Wenige Städte haben eine so unwahrscheinliche Lage. Der Felsen von Constantine wird von den fast zweihundert Meter tiefen Rhumel-Schluchten umschlossen und zerschnitten, und die Stadt wuchs, indem sie diese Leere überspannte: Fußgängerstege, Straßenbrücken, Viadukte. Die Hängebrücke Sidi M'Cid, die Brücke von El Kantara und der Perrégaux-Steg zeichnen eine unverwechselbare Silhouette.

Geschichte

Die Stadt ist das antike Cirta, im 2. Jahrhundert v. Chr. unter Massinissa Hauptstadt des numidischen Königreichs, danach römische Stadt, von Kaiser Konstantin wiederaufgebaut, der ihr den Namen hinterließ. Unter der osmanischen Regentschaft wurde sie zur großen Stadt des östlichen Beyliks, wovon der Palast des letzten Bey zeugt.

Was man sieht

Der Ahmed-Bey-Palast mit seinen Höfen, bemalten Galerien und Gärten ist das Hauptmonument. Das Cirta-Museum vereint die numidischen und römischen Sammlungen der Region. Das Gefallenendenkmal, die Schluchten von den Stegen aus, die Altstadt, die Emir-Abdelkader-Moschee und die Medersa vervollständigen den Besuch.

Musik und Kultur

Constantine ist das Zentrum des Malouf, einer aus Sevilla überlieferten arabo-andalusischen Musikschule, die auf Hochzeiten und bei Festivals der Stadt gespielt wird. Die Stadt ist zudem für ihre Küche bekannt, insbesondere für die Chakhchoukha.

Häufige Fragen

Warum heißt Constantine die Brückenstadt?

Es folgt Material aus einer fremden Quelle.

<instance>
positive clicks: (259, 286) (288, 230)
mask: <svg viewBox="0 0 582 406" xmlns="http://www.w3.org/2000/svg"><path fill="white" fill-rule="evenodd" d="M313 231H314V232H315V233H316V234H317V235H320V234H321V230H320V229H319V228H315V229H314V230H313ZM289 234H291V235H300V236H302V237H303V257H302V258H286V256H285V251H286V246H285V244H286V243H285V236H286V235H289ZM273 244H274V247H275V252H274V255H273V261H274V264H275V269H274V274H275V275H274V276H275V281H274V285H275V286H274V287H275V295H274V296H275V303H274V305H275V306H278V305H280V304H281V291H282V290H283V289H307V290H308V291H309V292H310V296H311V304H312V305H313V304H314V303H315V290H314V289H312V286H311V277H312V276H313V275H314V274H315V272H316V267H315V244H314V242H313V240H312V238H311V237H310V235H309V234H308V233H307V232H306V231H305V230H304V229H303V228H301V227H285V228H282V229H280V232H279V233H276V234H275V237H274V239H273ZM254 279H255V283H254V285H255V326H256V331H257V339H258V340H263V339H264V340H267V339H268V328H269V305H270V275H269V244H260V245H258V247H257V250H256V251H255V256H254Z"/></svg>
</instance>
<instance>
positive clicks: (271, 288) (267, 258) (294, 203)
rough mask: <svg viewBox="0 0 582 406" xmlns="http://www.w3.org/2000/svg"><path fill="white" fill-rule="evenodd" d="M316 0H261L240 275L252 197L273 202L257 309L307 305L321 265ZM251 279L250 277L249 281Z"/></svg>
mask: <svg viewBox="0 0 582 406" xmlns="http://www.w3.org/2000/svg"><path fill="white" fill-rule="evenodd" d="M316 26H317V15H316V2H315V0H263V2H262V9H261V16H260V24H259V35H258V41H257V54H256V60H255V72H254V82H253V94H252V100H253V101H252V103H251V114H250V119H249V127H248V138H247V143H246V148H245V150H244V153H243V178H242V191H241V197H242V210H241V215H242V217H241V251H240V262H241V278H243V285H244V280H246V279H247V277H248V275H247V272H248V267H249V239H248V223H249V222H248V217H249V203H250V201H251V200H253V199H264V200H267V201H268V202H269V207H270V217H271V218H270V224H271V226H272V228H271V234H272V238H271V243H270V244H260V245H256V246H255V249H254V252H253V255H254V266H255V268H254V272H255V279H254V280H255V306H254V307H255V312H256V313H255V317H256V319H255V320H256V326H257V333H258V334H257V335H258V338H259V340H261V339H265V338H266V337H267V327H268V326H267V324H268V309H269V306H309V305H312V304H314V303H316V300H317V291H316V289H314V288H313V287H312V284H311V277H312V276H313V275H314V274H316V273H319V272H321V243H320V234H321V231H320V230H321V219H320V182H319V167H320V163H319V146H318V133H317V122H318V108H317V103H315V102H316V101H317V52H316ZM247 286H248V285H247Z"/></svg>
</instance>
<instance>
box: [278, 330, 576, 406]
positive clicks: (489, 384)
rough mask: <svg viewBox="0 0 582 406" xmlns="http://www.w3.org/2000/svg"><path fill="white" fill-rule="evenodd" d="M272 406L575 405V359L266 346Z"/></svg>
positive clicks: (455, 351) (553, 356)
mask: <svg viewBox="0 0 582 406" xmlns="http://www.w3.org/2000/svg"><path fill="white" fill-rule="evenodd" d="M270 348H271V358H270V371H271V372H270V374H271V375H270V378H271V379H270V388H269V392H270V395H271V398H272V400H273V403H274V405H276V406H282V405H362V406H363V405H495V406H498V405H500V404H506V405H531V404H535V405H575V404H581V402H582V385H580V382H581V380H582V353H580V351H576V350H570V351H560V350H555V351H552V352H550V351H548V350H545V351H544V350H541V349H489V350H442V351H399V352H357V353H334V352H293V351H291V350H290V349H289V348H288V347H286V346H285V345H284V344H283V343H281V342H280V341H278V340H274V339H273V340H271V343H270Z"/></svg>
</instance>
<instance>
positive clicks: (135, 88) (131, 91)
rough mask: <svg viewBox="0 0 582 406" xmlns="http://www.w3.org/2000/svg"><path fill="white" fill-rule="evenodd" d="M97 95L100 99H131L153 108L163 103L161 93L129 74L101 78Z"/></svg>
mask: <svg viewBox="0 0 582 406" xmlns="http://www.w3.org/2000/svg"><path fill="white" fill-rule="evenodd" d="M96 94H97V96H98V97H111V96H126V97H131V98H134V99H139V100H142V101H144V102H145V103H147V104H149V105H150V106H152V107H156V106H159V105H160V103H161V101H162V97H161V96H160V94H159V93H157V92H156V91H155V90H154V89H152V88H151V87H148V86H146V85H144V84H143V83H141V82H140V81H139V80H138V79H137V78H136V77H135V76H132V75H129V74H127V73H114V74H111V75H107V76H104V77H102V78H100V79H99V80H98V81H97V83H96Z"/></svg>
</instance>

Weil ihr Felsen von den Rhumel-Schluchten zerschnitten ist und die Stadt nur wachsen konnte, indem sie sie überspannte: Mehrere Brücken und Stege verbinden ihre Viertel über dem Abgrund.

Wie viel Zeit einplanen?

Ein bis zwei Tage für die Stadt. Mit Djémila und Timgad drei bis vier Tage für den Osten des Landes.

Wie erreicht man Constantine?

Per Flug ab Algier, mit der Bahn oder über die Ost-West-Autobahn. Die Stadt hat den internationalen Flughafen Mohamed Boudiaf.

Was ist Malouf?

Eine arabo-andalusische Musikschule, deren wichtigstes Zentrum in Algerien Constantine ist, aus dem andalusischen Exil überliefert und bis heute gespielt.